21.6.16

Svetlana Aleksiévich "Los muchachos de zinc: Voces soviéticas de la guerra de Afganistán"

El libro de Aleksiévich sobre la intervención soviética en Afganistán es relevante porque arroja luz sobre uno de los conflictos bélicos que más se desconocen aún hoy, arrinconado en la penumbra y eclipsado por la deslumbrante desintegración de la Unión Soviética, pese a ser esencial para entender la configuración geopolítica del mundo actual y la fuente de algunos de sus conflictos.
En medio de la cháchara propagandística de los medios oficiales, que enturbiaban y falseaban la realidad de lo que pasaba en la caja de Pandora asiática, tierra de montañas y desiertos ingobernables, Aleksiévich se enfrontó al último tabú de la Unión Soviética: el de los soldados internacionalistas y liberadores soviéticos.

El último gesto de Brézhnev, que empujó al país a una cruzada contra los hostiles al ideario comunista, constituyó un acto reflejo de la vieja dinámica belicista: mantener con el despliegue del ejército la cohesión de la Unión Soviética, tres de cuyas repúblicas (Uzbekistán, Tayikistán y Turkmenistán) se veían amenazadas por los vientos revolucionarios de inspiración islámica procedentes de Irán y por la oposición creciente y violenta de los sectores más conservadores afganos.

La cúpula política del Kremlin no supo interpretar que la situación en Afganistán –país teóricamente neutral, pero muy cercano a la influencia de Moscú desde el final de la Segunda Guerra Mundial– no se resolvería sacando los tanques a la calle, como en Berlín en 1953, en Budapest en 1956 o en Praga en 1968. Y, fiel a su modus operandi, envió a un contingente de soldados relativamente pequeño, formado por jóvenes reservistas mal equipados, y peor entrenados, que, más que luchar por ideales, se vieron forzados a hacerlo por instinto de pura supervivencia: se encontraron en un país extranjero que, lejos de considerarlos un ejército liberador, como el de sus abuelos, los tenía por invasores.

La sociedad afgana estaba dominada por una animadversión creciente contra el Gobierno filosoviético del Partido Democrático Popular de Afganistán a causa de las reformas radicales que éste quería implantar en el país, ignorando su estructura tradicional, anclada en el feudalismo, profundamente religiosa y eminentemente rural, así como el sentimiento inquebrantable de lealtad hacia la familia y el clan.
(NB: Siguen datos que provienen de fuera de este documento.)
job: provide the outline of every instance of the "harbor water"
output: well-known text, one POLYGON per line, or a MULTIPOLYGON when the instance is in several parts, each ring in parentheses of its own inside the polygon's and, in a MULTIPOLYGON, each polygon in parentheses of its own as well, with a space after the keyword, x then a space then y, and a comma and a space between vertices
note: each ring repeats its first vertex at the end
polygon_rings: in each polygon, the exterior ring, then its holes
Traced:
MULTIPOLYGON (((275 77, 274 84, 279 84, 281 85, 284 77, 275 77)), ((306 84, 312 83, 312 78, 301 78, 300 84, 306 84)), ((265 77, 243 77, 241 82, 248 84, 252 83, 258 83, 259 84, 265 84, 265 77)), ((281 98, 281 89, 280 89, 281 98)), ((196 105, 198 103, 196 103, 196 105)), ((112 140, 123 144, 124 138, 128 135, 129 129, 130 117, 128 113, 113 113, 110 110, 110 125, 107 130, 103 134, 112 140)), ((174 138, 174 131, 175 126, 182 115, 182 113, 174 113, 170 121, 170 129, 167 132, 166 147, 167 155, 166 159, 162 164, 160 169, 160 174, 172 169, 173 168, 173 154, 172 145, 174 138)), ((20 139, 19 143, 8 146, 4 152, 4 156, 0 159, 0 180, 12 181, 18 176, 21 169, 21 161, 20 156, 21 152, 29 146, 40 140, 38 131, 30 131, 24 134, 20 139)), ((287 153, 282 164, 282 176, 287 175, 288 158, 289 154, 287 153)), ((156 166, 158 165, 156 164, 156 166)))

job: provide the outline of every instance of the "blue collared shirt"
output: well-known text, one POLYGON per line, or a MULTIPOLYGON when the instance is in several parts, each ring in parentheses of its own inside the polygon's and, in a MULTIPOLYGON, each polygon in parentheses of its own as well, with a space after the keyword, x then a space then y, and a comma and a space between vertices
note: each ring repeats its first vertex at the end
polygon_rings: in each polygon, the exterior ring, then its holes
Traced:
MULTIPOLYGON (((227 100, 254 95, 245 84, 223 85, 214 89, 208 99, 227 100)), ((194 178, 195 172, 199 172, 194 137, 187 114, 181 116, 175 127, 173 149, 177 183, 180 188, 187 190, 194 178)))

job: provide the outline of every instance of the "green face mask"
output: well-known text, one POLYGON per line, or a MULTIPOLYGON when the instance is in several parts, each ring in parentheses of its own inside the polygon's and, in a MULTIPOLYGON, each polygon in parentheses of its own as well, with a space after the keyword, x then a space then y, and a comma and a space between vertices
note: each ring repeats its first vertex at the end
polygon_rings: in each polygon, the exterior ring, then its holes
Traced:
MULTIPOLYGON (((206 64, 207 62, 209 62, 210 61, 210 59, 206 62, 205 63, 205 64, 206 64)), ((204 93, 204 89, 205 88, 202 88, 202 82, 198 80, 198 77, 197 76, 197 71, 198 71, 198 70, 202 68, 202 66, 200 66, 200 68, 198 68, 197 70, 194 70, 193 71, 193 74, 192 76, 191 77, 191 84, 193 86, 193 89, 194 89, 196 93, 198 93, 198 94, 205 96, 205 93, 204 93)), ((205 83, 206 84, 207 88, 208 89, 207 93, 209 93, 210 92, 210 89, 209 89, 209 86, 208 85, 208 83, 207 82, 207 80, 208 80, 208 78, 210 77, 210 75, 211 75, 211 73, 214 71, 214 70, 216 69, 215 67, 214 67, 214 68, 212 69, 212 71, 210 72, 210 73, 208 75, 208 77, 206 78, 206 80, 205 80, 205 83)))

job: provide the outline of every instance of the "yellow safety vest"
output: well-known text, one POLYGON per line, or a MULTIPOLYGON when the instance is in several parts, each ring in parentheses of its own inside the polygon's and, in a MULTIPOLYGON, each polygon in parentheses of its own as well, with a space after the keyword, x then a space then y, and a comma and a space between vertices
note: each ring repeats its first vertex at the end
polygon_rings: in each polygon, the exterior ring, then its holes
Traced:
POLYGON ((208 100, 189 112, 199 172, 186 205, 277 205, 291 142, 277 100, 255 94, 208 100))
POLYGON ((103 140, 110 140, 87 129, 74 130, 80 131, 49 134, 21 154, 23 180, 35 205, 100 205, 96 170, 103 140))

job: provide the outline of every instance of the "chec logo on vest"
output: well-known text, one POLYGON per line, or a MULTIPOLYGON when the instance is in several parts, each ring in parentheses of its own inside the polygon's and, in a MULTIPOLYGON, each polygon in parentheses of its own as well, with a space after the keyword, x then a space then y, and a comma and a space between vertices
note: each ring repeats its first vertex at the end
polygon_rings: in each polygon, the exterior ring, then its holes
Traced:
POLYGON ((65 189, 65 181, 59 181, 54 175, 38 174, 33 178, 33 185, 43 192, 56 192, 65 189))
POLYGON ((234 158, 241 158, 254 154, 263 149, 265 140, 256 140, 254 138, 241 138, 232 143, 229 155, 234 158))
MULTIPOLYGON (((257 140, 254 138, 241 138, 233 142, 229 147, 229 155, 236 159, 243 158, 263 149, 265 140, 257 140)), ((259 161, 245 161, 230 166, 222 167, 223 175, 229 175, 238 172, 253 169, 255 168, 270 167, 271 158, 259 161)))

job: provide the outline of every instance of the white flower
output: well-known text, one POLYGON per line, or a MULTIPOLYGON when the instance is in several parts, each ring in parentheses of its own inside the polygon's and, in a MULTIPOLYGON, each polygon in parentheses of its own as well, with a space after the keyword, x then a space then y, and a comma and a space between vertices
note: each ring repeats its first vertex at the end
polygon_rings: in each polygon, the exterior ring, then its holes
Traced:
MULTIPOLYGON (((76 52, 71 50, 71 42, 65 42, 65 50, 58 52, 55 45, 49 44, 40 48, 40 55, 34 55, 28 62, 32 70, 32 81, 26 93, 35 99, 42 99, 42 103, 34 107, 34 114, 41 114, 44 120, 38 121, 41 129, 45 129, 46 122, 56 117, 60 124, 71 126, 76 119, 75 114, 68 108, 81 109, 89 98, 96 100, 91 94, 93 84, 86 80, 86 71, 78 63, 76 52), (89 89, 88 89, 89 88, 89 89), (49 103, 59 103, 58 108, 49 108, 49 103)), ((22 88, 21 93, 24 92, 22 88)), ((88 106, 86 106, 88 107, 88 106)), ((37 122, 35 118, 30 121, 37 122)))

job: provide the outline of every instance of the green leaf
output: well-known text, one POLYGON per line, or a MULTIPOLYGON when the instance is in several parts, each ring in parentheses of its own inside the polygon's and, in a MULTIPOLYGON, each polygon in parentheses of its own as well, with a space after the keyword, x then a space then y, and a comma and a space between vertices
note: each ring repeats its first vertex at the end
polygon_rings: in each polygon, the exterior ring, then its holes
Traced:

Y esta hostilidad se intentó liquidar por parte de los soviéticos con sus medios habituales, aunque, como ya dijo Alejandro Magno, Afganistán se puede ocupar, pero nunca conquistar.

Persas, mongoles, británicos, soviéticos, estadounidenses: todos ellos han probado en su momento la inmensa capacidad de resistencia de este pueblo y el desastre militar al cual conduce inexorablemente en una tierra que es un auténtico «cementerio de imperios». Borís Gromov, uno de los comandantes de mayor rango de las fuerzas rojas allí destinadas, y el último militar en abandonar el país a través del Puente de la Amistad que conecta con la ciudad uzbeca de Termez, ya en territorio soviético, dijo: «La guerra en Afganistán ha evidenciado una gran ruptura entre la teoría y la práctica».

Los jóvenes soldados, con una preparación precaria de tres meses antes de entrar en combate, lucharon, escépticos, en una guerra asimétrica, sin frentes definidos, que impusieron las guerrillas de muyahidines, conocedoras del terreno, inmunes a las adversidades del medio y entregadas devotamente a su causa. En el otro bando, los soviéticos, en una sangría constante de hombres y de recursos, sólo consiguieron controlar una quinta parte del territorio, lo que provocó un éxodo masivo de afganos de un país en ruinas: la única táctica que resultó eficaz para los soviéticos, a fin de no verse sometidos a los ataques selectivos de los muyahidines, fue seguir una política de tierra quemada, es decir, arrasar pueblos, cultivos, árboles, canales y todo aquello que pudiera servir de escondite a los rebeldes afganos.

El conflicto afgano-soviético atizó el avispero del yihadismo, con la connivencia de otros países fronterizos y la ayuda de potencias mundiales, que veían en los muyahidines un contrapeso prioritario para poner freno a la expansión de las áreas de influencia soviéticas en la recta final de la Guerra Fría. La grieta afgana, pues, acabó teniendo unos efectos totalmente imprevistos: entre otros, el descrédito del Ejército Rojo, una situación que espoleó los movimientos de protesta de otras repúblicas socialistas al constatar que ya no era una fuerza coercitiva invencible.